Living with flooding as our climate changes
Flooding in the floodplain area of Lower Northern Thailand has been having disastrous consequences for the locals for decades.
Growing up in the region, Phaothai Sin-Ampol lived through many of these flooding events, but did not see any resolutions forthcoming.
“The commonly given reason for the flooding is that there is no dam infrastructure upstream; however the reality is much more complicated than this.”
“Climate change has been causing unprecedented levels of flooding which are impacting people’s lives, and people are beginning to realise this now.”
With a background as a lecturer in Human Geography, Phaothai came to The Australian National University in 2017 to research possible ways for individuals in rural and urban communities to stabilise their situation, and transform flood risk management in their area.
“Through my PhD research, I hope to contribute to making significant changes for people in my homeland to live with floods more peacefully.”
For his research, Phaothai has been working closely with both local people and those in government positions.
“The concept of ‘community-based adaptation’ is key for this process, to address the multiple pressures that the local people are facing from climate variability, centralised development and technocratic governing.”
“I spent more than a year doing fieldwork in Thailand to help develop provincial planning processes. I worked closely across different social groups, to learn what local people have been doing on surrounding landscapes to help live with the floods, and trying to reach out to policymakers and practitioners to understand the situation from their perspectives.”
During his fieldwork, Phaothai realised the importance of putting a spotlight on the local communities, who are left out of policy and planning processes.
“There has been no collaboration with these people in terms of developing policies. Yet they are the most important agent in reflecting the inequality between rural and urban communities, and reflecting who in the community is impacted most by the flooding.”
“Even though some of them, such as rural farmers, women, elderly people in the city and the urban poor, perceived themselves or are labelled as vulnerable during flooding, they put the hardest effort to anticipate a better future for the community. They also raised the principle of sharing the risks of flooding more equitably between rural and urban settlements, which is an idea that the state government has not raised.”

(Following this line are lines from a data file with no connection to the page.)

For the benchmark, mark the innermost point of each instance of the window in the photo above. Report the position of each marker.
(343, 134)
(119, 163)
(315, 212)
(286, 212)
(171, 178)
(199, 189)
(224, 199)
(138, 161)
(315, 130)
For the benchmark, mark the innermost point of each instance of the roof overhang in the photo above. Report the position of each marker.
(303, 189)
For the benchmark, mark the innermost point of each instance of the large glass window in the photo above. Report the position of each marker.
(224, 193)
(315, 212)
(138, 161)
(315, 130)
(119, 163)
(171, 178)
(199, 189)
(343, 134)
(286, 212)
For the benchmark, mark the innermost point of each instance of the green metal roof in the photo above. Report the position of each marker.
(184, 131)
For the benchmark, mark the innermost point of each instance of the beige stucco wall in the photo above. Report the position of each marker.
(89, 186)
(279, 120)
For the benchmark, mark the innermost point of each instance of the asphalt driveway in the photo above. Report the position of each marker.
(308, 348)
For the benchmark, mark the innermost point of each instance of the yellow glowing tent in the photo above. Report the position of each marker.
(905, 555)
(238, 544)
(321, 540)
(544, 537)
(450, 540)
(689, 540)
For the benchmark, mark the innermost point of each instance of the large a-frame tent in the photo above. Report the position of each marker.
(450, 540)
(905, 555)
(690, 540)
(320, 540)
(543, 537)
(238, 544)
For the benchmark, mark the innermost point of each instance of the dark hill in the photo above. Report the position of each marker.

Moving forward, Phaothai says there needs to be more collaboration between policy-makers, practitioners, and the community.
“In order to balance out power dynamics, the state government should involve the local people in developing policies and responses to the flooding. Academic and civil society sectors, from regional to international levels, as well as the river basin committee, should facilitate iterative learning from the local people about flood-related and livelihood contexts to reform policy.”

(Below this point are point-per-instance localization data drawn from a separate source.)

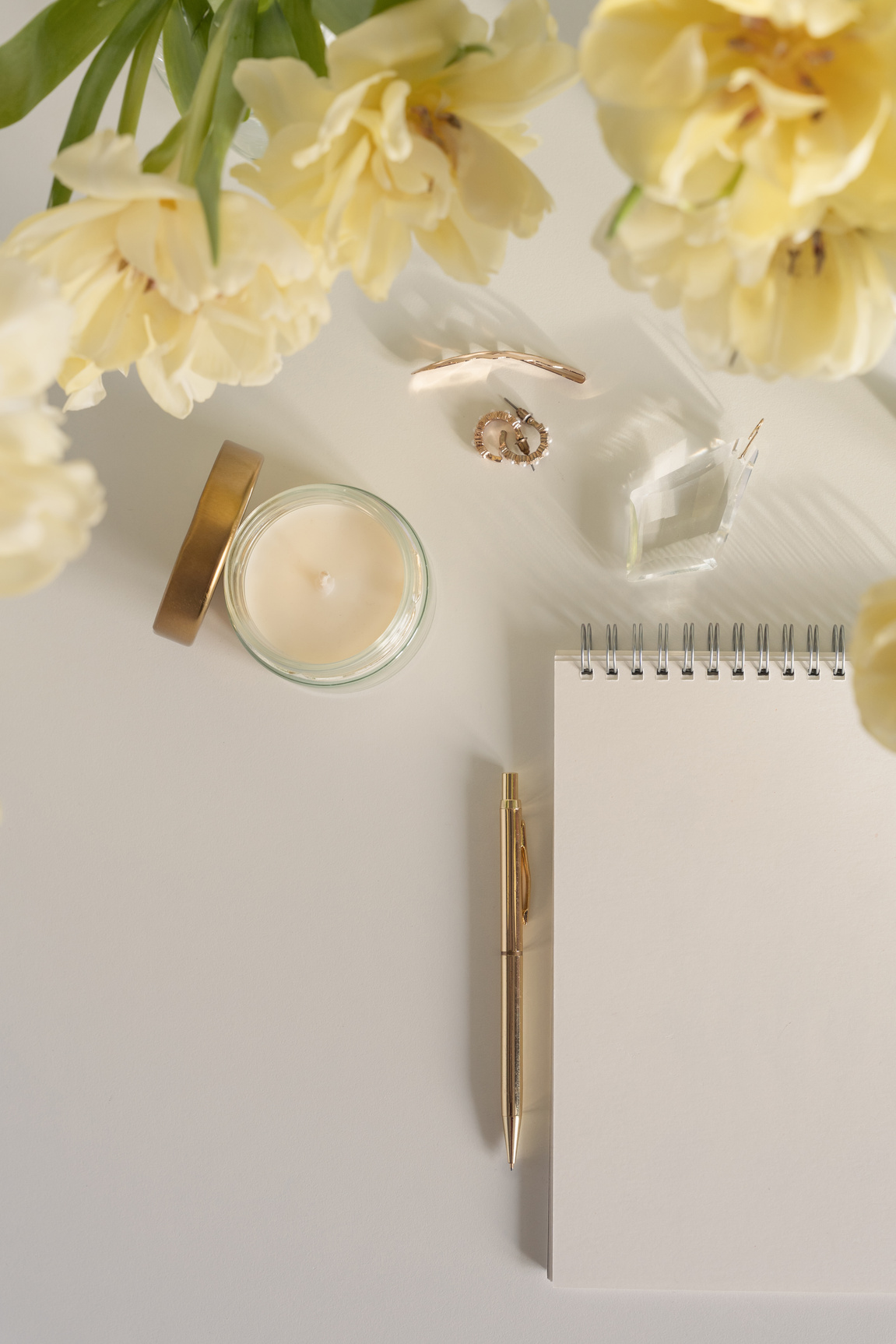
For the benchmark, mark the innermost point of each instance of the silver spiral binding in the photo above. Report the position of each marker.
(812, 644)
(612, 652)
(662, 651)
(637, 652)
(687, 642)
(586, 651)
(739, 651)
(738, 659)
(764, 649)
(788, 646)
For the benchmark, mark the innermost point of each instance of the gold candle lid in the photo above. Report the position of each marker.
(209, 539)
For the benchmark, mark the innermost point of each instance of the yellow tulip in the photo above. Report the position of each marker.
(133, 261)
(690, 92)
(873, 657)
(416, 133)
(818, 308)
(47, 507)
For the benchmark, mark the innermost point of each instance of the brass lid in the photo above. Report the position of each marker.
(209, 539)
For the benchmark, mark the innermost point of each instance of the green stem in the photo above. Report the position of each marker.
(163, 153)
(101, 76)
(139, 73)
(627, 203)
(203, 100)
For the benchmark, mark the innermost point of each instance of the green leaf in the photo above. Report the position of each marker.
(237, 33)
(164, 152)
(48, 48)
(307, 31)
(273, 35)
(139, 73)
(184, 46)
(340, 15)
(101, 76)
(203, 101)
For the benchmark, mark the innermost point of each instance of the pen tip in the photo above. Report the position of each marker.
(512, 1138)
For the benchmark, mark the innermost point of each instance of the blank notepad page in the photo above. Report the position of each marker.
(724, 984)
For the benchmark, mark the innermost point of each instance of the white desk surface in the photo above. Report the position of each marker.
(249, 936)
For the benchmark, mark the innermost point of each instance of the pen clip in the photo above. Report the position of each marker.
(527, 877)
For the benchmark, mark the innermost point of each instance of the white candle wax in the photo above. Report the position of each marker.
(323, 582)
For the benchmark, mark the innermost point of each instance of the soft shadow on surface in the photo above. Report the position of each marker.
(484, 886)
(883, 387)
(651, 396)
(427, 318)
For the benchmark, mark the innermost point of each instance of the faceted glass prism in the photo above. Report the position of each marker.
(683, 510)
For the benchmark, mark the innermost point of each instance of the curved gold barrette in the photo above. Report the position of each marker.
(551, 366)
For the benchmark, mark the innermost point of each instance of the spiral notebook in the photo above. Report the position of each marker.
(724, 976)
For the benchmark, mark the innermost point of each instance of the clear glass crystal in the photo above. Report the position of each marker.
(683, 510)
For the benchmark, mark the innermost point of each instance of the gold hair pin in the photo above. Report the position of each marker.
(550, 366)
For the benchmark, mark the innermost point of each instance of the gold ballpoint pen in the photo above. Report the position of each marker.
(515, 898)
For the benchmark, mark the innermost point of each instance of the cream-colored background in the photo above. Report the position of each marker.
(249, 983)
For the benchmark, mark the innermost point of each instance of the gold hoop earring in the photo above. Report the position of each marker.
(523, 455)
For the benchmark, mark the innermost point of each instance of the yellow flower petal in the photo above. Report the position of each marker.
(873, 659)
(137, 270)
(413, 135)
(638, 55)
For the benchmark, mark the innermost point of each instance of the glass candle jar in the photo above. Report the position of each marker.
(329, 586)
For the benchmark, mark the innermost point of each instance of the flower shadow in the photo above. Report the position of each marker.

Addressing climate change adaptation will be key to this, says Phaothai.
“Climate change is being seen as the ‘next important step’ that requires the government to really concentrate on diverse livelihood patterns and alternatives to adapt better to increasing climatic variability. These adaptation measures can be co-designed with local people themselves.”
The ANU Climate Change Institute awarded Phaothai with a supplementary PhD scholarship in 2018. He has used the funds to participate in both fieldwork and conferences, as well as enrolling in some specific courses to develop his research and expand his expertise to help local communities in the future.